Rêve d'Olympe, la critique

Ces jours-ci, l'actualité parle beaucoup, à juste titre, de Yusra Mardini, jeune femme d'origine syrienne qui a nagé trois heures durant pour faire accoster le bateau qu'elle et une vingtaine d'autres réfugiés avaient emprunté pour fuir leur pays. Ce qu'on oublie peut-être, c'est que chaque membre de l'équipe olympique des réfugiés compte son lot de drames et a pris tous les risques dans l'espoir d'une vie meilleur. Dans l'espoir aussi de pouvoir pratiquer sa passion dans de bonnes conditions. Samia Yusuf Omar avait un rêve. Elle aurait dû faire partie de cette équipe aux JO de Londres en 2012...

Un rêve.

Samia Yusuf Omar était somalienne.
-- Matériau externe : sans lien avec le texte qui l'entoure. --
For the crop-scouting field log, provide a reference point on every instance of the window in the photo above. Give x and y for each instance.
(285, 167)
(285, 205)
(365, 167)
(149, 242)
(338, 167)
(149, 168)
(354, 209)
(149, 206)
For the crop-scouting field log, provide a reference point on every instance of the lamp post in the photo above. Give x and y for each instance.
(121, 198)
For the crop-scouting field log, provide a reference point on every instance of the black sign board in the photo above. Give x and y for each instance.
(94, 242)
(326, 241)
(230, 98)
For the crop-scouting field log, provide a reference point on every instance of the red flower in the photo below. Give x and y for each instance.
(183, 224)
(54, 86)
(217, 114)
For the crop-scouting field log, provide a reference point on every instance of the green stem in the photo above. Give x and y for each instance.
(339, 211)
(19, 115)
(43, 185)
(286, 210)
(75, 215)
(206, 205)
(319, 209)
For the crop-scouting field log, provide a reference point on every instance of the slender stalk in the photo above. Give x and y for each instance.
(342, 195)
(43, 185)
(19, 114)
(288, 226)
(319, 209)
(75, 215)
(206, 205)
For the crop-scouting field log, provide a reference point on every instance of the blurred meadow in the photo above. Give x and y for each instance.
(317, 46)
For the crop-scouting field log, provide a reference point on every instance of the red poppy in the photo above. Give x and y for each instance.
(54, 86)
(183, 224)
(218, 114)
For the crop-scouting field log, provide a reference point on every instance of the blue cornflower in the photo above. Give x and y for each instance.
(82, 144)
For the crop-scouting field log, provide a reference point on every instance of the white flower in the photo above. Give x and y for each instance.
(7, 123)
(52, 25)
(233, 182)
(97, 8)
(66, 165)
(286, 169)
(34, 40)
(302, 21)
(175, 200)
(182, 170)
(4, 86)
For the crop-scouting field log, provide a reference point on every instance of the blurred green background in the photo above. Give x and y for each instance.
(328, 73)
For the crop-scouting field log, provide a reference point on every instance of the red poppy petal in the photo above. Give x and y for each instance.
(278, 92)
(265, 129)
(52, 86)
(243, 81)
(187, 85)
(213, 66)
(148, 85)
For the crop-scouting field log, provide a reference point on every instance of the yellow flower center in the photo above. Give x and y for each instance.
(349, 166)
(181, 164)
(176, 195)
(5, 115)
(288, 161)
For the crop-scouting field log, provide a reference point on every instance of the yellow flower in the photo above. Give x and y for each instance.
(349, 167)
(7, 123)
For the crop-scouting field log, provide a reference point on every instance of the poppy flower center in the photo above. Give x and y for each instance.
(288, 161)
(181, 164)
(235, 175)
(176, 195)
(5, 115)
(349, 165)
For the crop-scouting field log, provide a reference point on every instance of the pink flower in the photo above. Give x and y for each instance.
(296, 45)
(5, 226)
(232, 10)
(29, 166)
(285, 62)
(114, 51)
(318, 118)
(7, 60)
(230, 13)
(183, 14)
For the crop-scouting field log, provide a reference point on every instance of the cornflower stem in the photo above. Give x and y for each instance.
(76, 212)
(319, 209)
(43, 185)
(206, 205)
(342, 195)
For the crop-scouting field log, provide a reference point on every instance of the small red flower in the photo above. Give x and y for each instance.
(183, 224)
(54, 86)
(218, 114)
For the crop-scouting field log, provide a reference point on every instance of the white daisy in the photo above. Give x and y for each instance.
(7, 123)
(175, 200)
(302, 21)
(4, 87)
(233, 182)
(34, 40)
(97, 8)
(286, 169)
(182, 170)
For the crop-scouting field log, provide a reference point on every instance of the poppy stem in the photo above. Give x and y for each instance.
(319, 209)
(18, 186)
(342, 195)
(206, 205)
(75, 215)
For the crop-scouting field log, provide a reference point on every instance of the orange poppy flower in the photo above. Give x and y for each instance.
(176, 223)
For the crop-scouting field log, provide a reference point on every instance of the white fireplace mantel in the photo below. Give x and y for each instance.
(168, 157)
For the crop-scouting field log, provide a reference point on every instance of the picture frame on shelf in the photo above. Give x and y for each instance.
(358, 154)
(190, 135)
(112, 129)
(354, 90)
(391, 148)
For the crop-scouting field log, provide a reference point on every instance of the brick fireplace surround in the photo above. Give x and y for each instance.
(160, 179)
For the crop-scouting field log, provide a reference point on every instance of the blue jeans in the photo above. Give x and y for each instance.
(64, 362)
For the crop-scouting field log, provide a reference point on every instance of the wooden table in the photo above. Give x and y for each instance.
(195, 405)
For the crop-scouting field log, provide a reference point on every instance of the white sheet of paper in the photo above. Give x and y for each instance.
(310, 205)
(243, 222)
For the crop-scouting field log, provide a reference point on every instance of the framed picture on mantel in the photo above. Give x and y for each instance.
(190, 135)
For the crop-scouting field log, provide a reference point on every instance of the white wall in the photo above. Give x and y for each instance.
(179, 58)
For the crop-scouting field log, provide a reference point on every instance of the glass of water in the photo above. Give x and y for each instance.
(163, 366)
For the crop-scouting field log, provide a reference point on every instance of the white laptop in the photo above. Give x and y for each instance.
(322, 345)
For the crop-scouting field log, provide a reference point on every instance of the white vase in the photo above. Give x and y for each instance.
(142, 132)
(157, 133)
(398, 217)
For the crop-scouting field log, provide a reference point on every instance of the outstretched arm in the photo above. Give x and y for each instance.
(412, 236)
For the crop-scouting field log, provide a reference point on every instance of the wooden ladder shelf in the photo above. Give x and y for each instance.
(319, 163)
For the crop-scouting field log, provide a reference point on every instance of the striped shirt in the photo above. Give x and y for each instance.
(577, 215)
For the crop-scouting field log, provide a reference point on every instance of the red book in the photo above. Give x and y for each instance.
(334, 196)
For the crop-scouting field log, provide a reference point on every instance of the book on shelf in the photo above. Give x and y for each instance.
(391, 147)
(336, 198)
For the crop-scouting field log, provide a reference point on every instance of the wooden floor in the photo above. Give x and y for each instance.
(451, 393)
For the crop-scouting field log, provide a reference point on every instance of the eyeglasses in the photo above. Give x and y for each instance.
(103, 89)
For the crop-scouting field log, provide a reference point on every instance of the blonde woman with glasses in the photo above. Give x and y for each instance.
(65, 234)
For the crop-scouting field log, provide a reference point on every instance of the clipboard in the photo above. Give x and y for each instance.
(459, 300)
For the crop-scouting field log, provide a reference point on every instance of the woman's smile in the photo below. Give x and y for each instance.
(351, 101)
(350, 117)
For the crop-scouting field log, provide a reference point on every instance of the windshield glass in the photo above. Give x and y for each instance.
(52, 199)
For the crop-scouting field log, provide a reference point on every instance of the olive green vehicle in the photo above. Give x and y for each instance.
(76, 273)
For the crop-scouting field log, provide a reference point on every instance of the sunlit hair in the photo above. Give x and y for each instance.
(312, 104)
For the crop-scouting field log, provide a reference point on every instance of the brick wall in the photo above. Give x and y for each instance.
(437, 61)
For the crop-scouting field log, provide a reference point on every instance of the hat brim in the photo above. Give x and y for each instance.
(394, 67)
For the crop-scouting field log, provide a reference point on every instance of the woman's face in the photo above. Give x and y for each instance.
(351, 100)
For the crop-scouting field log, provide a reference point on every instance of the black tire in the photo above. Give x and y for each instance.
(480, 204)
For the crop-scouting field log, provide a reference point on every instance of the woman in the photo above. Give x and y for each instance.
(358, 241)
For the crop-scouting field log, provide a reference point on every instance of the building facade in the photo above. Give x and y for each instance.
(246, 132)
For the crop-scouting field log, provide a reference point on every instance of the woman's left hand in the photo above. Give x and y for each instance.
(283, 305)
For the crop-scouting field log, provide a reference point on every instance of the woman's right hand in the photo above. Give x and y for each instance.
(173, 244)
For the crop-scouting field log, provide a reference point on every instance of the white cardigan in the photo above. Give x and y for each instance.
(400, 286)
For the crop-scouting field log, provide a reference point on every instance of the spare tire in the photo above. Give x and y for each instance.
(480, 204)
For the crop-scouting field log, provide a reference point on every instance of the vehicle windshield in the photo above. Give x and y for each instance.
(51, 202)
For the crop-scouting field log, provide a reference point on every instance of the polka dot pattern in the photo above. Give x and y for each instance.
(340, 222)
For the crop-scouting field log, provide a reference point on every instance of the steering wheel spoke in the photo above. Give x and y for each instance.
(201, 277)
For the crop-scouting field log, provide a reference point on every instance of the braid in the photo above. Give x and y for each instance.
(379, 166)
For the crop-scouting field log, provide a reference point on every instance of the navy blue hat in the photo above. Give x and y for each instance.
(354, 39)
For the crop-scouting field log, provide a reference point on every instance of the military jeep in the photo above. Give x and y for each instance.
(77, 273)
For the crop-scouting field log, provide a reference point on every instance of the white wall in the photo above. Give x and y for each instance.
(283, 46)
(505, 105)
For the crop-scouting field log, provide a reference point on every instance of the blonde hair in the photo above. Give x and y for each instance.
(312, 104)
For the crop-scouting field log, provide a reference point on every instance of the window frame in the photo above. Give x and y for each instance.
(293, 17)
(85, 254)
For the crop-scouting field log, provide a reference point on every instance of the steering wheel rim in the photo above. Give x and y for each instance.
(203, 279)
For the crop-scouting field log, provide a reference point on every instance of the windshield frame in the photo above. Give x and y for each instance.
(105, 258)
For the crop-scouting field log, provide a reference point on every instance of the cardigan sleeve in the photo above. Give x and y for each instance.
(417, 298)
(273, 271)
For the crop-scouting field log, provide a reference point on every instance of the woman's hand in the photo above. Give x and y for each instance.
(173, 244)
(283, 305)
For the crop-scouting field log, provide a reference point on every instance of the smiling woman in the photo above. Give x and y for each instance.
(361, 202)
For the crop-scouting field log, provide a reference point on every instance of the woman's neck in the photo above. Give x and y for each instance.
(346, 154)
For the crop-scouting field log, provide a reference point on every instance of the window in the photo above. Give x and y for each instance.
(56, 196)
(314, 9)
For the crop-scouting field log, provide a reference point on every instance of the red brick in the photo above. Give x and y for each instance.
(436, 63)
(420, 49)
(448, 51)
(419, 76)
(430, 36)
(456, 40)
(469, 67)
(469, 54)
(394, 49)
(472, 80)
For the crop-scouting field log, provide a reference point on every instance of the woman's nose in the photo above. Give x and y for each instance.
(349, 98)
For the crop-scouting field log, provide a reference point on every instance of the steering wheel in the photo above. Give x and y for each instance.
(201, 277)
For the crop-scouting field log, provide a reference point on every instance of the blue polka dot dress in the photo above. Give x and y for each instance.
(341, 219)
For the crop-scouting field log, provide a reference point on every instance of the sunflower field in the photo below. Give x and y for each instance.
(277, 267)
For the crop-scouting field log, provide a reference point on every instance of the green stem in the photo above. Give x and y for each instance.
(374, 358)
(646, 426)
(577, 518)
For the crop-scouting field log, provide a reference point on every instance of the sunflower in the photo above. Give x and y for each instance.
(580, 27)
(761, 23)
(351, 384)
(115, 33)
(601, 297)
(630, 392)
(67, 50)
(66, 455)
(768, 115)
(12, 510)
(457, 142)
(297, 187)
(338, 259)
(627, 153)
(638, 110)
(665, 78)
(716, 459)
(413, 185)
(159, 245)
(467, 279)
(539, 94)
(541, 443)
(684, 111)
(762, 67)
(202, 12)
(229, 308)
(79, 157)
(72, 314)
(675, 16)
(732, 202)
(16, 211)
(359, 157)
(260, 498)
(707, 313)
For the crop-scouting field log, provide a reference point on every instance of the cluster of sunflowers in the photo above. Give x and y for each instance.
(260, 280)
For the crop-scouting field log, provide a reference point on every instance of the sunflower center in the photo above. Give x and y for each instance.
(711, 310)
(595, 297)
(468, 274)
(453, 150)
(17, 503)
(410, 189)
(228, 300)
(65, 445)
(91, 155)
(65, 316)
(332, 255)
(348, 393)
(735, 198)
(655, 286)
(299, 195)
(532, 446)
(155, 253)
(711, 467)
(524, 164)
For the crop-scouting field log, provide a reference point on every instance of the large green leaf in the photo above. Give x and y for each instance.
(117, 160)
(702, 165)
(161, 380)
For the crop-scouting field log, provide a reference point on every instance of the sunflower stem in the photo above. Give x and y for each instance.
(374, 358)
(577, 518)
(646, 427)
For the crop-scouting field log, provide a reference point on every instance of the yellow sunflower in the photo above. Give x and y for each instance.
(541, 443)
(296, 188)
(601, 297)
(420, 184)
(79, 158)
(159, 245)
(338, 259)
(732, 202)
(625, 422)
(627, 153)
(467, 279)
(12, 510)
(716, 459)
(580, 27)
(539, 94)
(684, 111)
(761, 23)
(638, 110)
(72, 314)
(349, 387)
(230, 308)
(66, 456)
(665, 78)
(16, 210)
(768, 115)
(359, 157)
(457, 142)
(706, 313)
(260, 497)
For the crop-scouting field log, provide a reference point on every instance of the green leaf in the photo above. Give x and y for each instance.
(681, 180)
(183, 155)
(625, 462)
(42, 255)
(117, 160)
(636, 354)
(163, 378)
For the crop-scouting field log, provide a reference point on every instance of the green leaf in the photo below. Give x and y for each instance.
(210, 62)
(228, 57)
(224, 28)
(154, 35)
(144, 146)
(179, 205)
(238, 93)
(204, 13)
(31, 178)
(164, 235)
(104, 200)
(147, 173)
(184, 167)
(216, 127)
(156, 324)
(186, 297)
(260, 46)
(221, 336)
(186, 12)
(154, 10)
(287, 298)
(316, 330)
Elle a concouru dans l'épreuve du 200 mètres femmes aux Jeux Olympiques de Pékin. La vie dans son pays controlé par les islamistes, où une femme n'a pas le droit de faire du sport, ne lui permettait plus de s'entrainer correctement. Désespérée, elle tenta de rejoindre l'Europe pour réaliser son rêve : participer aux JO de Londres en 2012. Elle mourut noyée en Méditerrannée, pendant sa traversée.

Touché par son destin, Reinhard Kleist a choisi de reconstituer son parcours et de rendre hommage à une jeune femme forte et courageuse.

Un hommage nécessaire et émouvant.

Avec l'aide et le soutien de la journaliste Teresa Krug et de la soeur de Samia, Hodan Yusuf Omar, l'auteur nous raconte le quotidien de la jeune sportive. Sa vie de famille, la passion qui l'anime et les difficultés qu'elle devait à chaque instant surpasser pour pouvoir courir. Puis la décision de partir et la mise en oeuvre de ce projet. Les passeurs, la violence de chaque instant, les épreuves qu'elle traverse les unes après les autres. 

Cette bande dessinée dresse le portrait d'une jeune femme déterminée et touchante. Il donne vie à un nom qui occupa quelques jours l'actualité au moment de l'annonce de son décès. D'anonyme au destin dramatique elle devient héroïne et on ne peut que saluer le travail de Reinhard Kleist, qui allie des recherches minutieuse à un grand talent de conteur, pour lui rendre cet  hommage. À travers cette histoire, ce destin, il confronte aussi le lecteur à la réalité du parcours de chaque migrant qui choisit un jour d'abandonner tous ceux qu'il aime et tout ce qu'il possède parce qu'il n'avait plus d'autre choix. Un parcours personnel et pourtant universel, particulièrement nécessaire dans une période où les discours haineux semblent par moment prédominer.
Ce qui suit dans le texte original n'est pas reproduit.